The story is set in the early 1990s and opens with the eponymous night manager, Jonathan Pine, waiting for hotel guests to arrive. He's thinking about the death a few years earlier, of Sophie, a woman he slept with and who was killed, probably on the orders of "the worst man in the world", Richard Onslow Roper. Pine blames himself, as well as Roper, for Sophie's death, and it is Roper and his party who are expected at the hotel.

Roper and Pine are perhaps two faces of the same coin. The baddie is a man in whose past "there was neither striving nor disadvantage. Class, privilege .... had been handed to Roper on a salver". In contrast, Pine was orphaned from an early age, and "When God finished putting together Dicky Roper .... He took a deep breath and shuddered a bit, then He ran up our Jonathan to restore the ecological balance". However, I found Pine to be rather wooden and couldn't believe that so many women fell in love with him on sight. Perhaps this is just a feature of the early '90s setting, but none of the female characters exist other than to provide sex, and they are of course long-legged, slim, beautiful and of questionable intelligence. I never really cared about our hero and his mission, and preferred the uneasy, unpredictable company of Roper and his gang.

Another problem was the writing style. There were several instances where, for no reason I could discern, the tense shifted from past to present and back again several times.

The best bits of the book were the manoeuvres of the "espiocrats" in London and America following the fall of the Berlin Wall.

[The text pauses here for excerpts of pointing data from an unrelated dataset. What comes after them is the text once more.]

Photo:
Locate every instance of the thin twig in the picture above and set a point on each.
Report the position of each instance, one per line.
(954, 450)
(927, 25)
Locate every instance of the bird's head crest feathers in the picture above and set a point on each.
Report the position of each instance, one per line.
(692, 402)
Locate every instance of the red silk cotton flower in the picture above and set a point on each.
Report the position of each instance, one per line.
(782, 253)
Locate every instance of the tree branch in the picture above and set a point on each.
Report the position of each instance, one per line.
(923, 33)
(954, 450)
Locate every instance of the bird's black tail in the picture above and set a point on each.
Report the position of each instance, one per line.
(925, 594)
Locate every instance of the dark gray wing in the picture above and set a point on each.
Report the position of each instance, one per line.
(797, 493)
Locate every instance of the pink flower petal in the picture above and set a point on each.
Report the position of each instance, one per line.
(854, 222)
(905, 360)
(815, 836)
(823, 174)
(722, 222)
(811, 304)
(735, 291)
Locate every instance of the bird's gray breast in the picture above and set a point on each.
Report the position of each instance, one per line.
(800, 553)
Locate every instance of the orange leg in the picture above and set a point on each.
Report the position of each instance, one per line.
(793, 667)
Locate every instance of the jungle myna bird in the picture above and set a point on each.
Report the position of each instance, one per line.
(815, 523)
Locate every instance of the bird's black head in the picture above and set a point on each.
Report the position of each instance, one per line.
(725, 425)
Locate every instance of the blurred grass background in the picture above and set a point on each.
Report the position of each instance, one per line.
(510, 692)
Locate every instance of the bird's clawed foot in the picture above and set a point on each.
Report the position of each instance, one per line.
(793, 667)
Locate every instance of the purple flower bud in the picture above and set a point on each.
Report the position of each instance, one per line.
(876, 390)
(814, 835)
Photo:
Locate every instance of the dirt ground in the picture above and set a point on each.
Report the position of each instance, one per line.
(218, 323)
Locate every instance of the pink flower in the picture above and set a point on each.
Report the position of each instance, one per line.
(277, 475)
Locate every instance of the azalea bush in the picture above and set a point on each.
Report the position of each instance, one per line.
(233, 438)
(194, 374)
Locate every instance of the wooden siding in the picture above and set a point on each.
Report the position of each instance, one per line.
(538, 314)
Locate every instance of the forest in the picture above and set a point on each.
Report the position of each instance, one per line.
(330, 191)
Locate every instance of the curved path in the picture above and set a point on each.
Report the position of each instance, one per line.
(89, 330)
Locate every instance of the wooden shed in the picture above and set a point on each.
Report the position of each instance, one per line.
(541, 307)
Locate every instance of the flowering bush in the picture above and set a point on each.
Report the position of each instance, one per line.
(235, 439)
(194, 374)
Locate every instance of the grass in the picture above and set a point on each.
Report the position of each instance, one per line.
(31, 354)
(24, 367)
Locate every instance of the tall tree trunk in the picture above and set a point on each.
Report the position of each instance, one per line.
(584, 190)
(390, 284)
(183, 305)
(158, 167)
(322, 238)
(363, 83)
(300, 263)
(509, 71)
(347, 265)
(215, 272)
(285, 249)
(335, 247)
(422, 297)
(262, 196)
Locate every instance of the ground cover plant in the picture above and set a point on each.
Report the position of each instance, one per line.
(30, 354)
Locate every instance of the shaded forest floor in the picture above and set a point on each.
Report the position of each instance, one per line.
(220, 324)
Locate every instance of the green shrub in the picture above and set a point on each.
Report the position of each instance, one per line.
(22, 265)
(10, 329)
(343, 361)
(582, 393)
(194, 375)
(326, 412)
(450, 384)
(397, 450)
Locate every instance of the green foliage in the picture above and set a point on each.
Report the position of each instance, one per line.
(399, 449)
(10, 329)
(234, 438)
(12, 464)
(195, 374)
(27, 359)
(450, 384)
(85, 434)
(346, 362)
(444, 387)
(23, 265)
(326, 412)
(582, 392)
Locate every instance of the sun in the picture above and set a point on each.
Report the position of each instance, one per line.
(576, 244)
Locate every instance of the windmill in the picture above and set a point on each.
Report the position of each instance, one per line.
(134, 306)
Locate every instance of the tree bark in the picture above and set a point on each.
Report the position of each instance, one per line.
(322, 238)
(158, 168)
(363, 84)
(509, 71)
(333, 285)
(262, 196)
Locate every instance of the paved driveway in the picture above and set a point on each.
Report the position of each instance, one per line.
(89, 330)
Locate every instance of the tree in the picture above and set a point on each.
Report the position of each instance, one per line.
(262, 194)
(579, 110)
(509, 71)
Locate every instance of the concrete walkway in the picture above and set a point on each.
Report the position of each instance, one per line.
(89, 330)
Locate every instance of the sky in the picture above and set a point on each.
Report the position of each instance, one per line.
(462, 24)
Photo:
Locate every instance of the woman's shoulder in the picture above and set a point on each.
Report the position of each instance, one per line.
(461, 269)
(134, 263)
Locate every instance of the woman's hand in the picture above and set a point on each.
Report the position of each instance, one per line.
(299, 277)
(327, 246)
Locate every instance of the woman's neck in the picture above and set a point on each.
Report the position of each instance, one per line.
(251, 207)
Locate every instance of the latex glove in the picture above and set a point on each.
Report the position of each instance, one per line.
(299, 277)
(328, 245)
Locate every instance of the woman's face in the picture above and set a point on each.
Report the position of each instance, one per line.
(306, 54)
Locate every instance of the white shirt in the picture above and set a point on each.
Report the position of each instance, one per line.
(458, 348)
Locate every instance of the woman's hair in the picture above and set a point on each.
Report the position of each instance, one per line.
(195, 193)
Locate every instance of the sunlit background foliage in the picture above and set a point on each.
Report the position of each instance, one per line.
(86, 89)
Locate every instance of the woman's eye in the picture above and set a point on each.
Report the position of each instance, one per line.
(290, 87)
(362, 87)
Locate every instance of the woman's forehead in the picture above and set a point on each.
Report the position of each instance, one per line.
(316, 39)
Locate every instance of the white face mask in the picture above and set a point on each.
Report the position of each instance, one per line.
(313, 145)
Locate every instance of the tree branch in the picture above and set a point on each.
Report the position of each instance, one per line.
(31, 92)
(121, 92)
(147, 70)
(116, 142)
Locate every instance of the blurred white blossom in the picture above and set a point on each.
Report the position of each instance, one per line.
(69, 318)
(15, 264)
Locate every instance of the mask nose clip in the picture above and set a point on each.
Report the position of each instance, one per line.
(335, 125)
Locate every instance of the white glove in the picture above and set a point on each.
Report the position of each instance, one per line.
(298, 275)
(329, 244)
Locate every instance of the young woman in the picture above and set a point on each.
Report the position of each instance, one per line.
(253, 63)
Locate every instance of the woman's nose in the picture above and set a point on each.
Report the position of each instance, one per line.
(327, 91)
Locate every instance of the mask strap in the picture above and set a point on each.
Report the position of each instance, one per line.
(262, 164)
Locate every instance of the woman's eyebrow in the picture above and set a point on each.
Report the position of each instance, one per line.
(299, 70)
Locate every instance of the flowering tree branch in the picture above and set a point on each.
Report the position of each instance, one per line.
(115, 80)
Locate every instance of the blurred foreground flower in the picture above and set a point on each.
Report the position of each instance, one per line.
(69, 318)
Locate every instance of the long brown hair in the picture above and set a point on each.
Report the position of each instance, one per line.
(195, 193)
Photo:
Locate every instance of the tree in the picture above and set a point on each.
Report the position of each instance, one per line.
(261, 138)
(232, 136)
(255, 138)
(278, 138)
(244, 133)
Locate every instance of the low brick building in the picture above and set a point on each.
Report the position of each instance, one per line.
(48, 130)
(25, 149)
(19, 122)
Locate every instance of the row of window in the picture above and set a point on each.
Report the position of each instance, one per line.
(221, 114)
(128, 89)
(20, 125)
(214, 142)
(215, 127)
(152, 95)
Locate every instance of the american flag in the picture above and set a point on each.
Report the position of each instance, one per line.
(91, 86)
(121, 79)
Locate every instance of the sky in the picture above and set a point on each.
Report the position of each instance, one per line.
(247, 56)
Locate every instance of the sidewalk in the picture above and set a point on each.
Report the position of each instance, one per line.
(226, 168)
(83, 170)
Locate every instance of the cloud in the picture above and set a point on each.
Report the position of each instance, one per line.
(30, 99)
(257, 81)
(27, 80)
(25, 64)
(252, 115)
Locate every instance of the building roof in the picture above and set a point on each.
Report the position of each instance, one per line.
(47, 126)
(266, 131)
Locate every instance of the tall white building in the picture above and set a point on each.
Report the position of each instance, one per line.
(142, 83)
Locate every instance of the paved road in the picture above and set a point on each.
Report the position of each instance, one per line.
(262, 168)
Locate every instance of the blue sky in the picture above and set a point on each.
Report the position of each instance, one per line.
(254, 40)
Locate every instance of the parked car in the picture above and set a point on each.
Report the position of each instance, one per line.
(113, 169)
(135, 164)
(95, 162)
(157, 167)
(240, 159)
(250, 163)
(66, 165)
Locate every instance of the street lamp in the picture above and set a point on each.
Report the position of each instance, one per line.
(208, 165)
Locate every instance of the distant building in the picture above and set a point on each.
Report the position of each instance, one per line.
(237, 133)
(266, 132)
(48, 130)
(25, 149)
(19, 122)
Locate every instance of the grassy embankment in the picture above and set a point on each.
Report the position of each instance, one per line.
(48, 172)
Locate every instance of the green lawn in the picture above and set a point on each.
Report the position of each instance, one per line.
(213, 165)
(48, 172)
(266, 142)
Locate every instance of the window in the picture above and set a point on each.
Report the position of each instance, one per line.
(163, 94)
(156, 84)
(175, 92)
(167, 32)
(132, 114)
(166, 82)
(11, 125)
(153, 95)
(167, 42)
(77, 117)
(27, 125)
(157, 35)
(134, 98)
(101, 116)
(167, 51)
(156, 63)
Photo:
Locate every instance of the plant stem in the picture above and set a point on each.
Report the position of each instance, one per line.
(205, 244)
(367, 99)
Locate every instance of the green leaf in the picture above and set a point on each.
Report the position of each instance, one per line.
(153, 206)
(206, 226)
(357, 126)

Le Carré provides insight into the changes that were taking place within the British intelligence industry, the potential obsolescence of the old style Cold War spy. The story also touches on the hypocrisy of Governments as when Roper talks about cocaine: "Not only does Uncle Sam choose to poison himself with it, but he enriches the oppressed Latinos while he's about it!" And as for the illegal arms trade, the real enemies are the big power governments, "flogging anything to anybody, breaking their own rules". However this is not really a theme of the book.

Aficionados of John Le Carré will probably enjoy The Night Manager much more than I did.